Upperclassmen and first year students chatting about the Marine Biology Honors Society.
“As we sat in the airport after the conference, waiting on the plane for the ride home, a few of us began discussing the possibility of pulling together multiple learning communities from various disciplines to drive students to practice engaged, interdisciplinary learning,” Dr. Banks said. “That discussion grew into this annual engaged learning event, which has turned out to be a powerful way to get students talking across disciplines. The dialogue enables students to practice the methods of their specific disciplines and function as ‘experts’ for their peers.”
Both students and faculty praised the event for the stimulating conversations that took place in small groups and the faculty Q&A. The student focus groups, drawing together a diverse array of students majoring in fields such as business marketing, marine biology, political science, and psychology, presented thought provoking questions to the faculty panel, from “Crisis Communication Plans include preparation and prevention planning, how could Hammond’s team have better prepared for this worst case scenario?” to “Given that all of the dinosaurs are female, and the fact that the primary heroines of the movie are female, can Jurassic Park be viewed as a feminist movie?”
The faculty panel praised the students’ wide-ranging and insightful questions.
FSC students gathering outside of Branscomb in preparation for the costume contest.
“I am so thankful for all of your amazing questions, questions that I did not and would not have thought of,” Dr. Nancy Morvillo said to the assembled students. Dr. Morvillo, chair of the biology department, continued, “My lens is biology, my lens is the sciences, and so I am excited to think outside of those lenses with you all and your questions from other disciplines.”
Sophi Brice ’25, a marine biology and environmental studies double major, expressed how important and enjoyable it was for her to learn from her classmates while also seeing the faculty interact and tackle complex issues together.

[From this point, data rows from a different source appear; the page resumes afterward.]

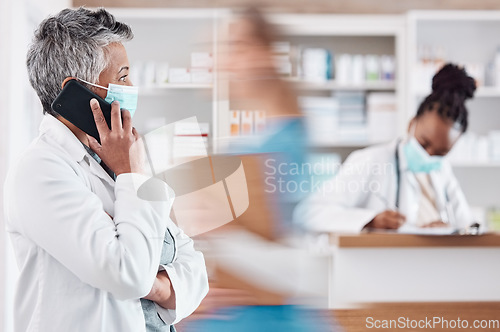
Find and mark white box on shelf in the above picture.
[190,68,213,83]
[302,48,330,82]
[366,92,398,142]
[335,54,352,84]
[254,111,266,134]
[271,41,292,54]
[229,111,241,136]
[143,61,156,87]
[168,68,191,83]
[299,97,339,145]
[241,111,253,135]
[488,130,500,161]
[174,122,209,136]
[273,55,292,76]
[191,52,213,68]
[156,62,170,86]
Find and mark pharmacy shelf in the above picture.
[140,83,213,96]
[415,86,500,98]
[309,140,388,149]
[451,161,500,169]
[286,78,396,91]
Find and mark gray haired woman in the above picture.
[5,8,208,332]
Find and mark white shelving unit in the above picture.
[111,8,229,153]
[405,11,500,208]
[269,14,406,151]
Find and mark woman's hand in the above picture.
[365,210,406,229]
[87,99,142,176]
[422,220,450,228]
[144,271,175,310]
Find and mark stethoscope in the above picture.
[394,139,401,210]
[394,139,454,227]
[394,139,480,235]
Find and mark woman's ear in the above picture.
[61,76,76,89]
[407,117,417,132]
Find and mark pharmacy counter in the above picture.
[329,233,500,309]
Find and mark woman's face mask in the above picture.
[403,136,443,173]
[78,78,139,117]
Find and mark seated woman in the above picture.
[294,64,476,232]
[5,8,208,332]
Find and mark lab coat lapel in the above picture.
[89,158,115,188]
[399,142,420,224]
[430,171,448,221]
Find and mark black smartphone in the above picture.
[51,80,111,143]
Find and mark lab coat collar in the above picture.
[40,114,114,186]
[40,114,87,162]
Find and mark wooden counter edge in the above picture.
[331,233,500,248]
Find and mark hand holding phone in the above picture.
[51,79,111,142]
[87,99,143,176]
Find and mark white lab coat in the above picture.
[5,115,208,332]
[294,140,472,232]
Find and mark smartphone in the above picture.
[51,80,111,143]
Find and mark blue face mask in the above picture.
[79,79,139,117]
[403,137,443,173]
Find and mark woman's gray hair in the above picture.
[26,7,133,116]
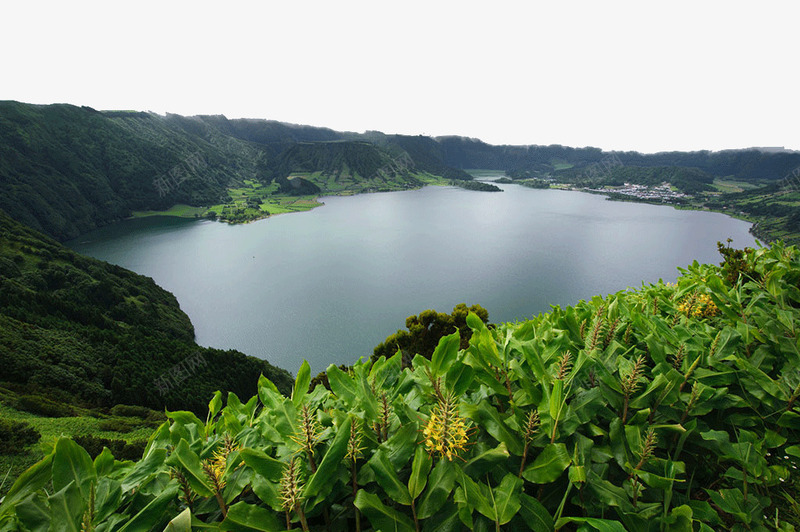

“I really enjoyed the small group discussion because it allowed me to connect with other students in different majors to share our unique perspectives on the discussion questions,” Brice said. “The faculty panel was also great for hearing from professionals in various concentrations about how their line of work related to topics discussed in the movie. Of course, it was also super fun just to hear the professors joke around with each other and to get a break from stress by watching a fun movie and thinking about the interesting concepts within it.”
Students enjoyed the freedom that they were given in developing and discussing questions, as well as practicing their disciplines in groups. Working together on a project that genuinely interested them encouraged students to explore their own fields and learn from other student-scholars.
“I thought that it was wonderful to be able to talk about the different aspects of the film from all sorts of different perspectives,” said Molly Kennedy ’25, a marine biology major. “I can get really caught up in science, and honestly it can be a little exhausting always taking that perspective. It was nice to step back and consider business models, ethics, computer science, and psychology for a change. I think that activities like watching Jurassic Park and then having formal discussions about the film make coming to college a much more enjoyable experience. The event really help remind me why I chose to major in STEM in the first place: because science interests me deeply and makes me happy.”